Uma pessoa tem o direito de copiar os seus pensamentos, quaisquer que sejam, para uma folha de papel, ainda que estes pensamentos tivessem sido adquiridos a partir da leitura de uma obra de terceiros, por exemplo ao decorar um livro, mas isto não significa que ele tenha direito de distribuir a quem quiser este papel. Por exemplo, quando um amigo confia um segredo a outro, este último não pode divulgar o segredo a um terceiro, ainda que mediante cópia, devido ao dano esperado ao primeiro. Também não se deve admitir que se divulguem segredos de estado, segredos industriais ou, como bem apontado em seu artigo, heresias, pela mesma razão: a do dano esperado a terceiros.

Não adiantaria muito dizer que em certos casos não existe dano de lucros cessantes para refutar a objeção. Basta que exista um caso em que isso se dê para observar que não poderia ser a distribuição digital um direito universal, a menos que se negasse de vez que a reparação por lucros cessantes seja um direito, o que talvez até possa ser defensável, mas não é uma defesa muito comum. Além disto, se aceita - se a reparação por lucros cessantes e admiti - se que eles ocorrem em determinados casos, há que se admitir que nestes mesmos casos a distribuição de material, bem como o seu download, deveriam ser proibidos e penalizados com a mesma reparação.

É um pouco difícil dizer taxativamente que a pirataria nunca gera dano às empresas sem uma justificativa muito forte para isto. Pense por exemplo no caso em que todos pirateassem as obras de uma editora pequena, e por isso mesmo, a editora não conseguisse vender nenhum livro e fosse à falência, e aí?

Ademais, há que se considerar o seguinte, se não existem direitos de propriedade intelectual, o que impediria por exemplo que um usuário copiasse todo o conteúdo do Netflix e criasse uma empresa que fizesse streaming desse conteúdo a preço mais baixo? Se não fosse o direito de propriedade intelectual, parece que só seria possível alegar uma das duas coisas que eu disse, ou que o contrato do Netflix veda que se distribua seu conteúdo como cláusula contratual do assinante, ou que a distribuição do material por preço mais baixo geraria dano à empresa por lucrum cessans. Mas se é possível alegar isto no caso da venda, porque não o seria no caso da distribuição gratuita? O mesmo contrato seria rompido, e o mesmo dano efetuado se o usuário, ao invés de vender o conteúdo, o tivesse disponibilizado gratuitamente.

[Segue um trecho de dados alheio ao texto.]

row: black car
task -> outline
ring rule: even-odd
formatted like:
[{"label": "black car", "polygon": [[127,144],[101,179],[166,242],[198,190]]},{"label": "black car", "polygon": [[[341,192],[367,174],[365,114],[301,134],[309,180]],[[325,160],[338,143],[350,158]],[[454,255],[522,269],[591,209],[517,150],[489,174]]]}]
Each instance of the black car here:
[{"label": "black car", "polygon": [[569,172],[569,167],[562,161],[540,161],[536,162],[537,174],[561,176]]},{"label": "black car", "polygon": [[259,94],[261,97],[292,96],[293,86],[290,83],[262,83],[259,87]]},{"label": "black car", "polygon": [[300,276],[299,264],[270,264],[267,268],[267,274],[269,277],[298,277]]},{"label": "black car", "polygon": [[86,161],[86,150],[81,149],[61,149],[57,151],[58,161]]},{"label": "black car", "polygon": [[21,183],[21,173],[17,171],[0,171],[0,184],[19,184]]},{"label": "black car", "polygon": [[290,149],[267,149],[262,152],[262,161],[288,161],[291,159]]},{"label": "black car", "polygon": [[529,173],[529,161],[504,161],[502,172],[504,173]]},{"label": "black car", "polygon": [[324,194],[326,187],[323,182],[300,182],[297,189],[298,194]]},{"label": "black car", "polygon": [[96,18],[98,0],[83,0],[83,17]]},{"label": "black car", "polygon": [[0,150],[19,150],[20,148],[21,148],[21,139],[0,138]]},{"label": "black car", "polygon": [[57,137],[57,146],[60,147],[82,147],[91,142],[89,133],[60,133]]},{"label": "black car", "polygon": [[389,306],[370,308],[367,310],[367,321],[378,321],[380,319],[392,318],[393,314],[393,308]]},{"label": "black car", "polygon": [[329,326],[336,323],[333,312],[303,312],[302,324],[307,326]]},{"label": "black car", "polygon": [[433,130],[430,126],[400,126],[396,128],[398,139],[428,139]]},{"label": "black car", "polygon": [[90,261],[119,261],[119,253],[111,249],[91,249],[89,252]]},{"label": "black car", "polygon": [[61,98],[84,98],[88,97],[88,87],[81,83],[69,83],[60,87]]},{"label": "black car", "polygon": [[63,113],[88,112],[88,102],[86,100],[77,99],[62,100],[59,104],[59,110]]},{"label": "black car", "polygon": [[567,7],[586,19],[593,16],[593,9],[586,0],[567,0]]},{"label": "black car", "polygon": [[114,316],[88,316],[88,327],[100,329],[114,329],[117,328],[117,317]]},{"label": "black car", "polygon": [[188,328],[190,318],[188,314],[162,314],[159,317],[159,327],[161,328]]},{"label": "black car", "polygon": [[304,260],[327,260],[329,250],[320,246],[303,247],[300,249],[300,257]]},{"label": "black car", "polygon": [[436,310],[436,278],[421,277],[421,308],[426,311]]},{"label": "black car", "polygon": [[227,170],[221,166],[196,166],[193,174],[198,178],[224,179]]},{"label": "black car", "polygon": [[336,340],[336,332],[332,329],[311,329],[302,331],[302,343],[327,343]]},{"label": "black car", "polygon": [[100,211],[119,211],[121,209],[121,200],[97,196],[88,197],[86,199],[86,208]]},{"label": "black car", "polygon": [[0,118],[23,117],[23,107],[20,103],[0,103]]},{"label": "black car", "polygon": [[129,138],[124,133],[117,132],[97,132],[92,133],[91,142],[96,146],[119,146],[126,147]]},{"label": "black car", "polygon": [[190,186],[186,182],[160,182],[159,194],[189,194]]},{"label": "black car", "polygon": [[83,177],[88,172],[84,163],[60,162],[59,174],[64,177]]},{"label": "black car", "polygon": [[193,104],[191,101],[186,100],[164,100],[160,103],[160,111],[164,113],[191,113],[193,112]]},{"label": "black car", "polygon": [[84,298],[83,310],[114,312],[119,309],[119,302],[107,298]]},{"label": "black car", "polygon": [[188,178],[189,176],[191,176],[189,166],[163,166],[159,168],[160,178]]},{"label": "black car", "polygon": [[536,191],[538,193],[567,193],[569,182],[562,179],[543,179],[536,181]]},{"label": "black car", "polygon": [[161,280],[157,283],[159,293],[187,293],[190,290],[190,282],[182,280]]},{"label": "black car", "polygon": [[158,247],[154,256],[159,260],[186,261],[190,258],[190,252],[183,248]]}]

Tudo isto serve para mostrar que as objeções à pirataria vão muito além da mera afirmação da propriedade intelectual. Além destas ainda seria possível objetar acerca da viabilidade econômica de um sistema onde todos pudessem piratear sem qualquer interferência estatal, pois não parece ser rentável um sistema onde qualquer um possa se apropriar e redistribuir ou até vender o conteúdo de uma empresa, mas não vou me demorar aqui mais do que o necessário.

Como quase toda pessoa nascida na geração da Internet (22 anos), pessoalmente não tenho muita indignação moral com relação à pirataria, e gostaria muito mesmo de poder justifica - la. Mas fortes objeções filosóficas como estas me impedem de realmente defende - la, apesar de fazer uso dela ocasionalmente. Me parece muito difícil uma defesa filosófica plena desta ação que se tornou tão comum nos nossos dias. Talvez o senhor seja capaz de respondê - las?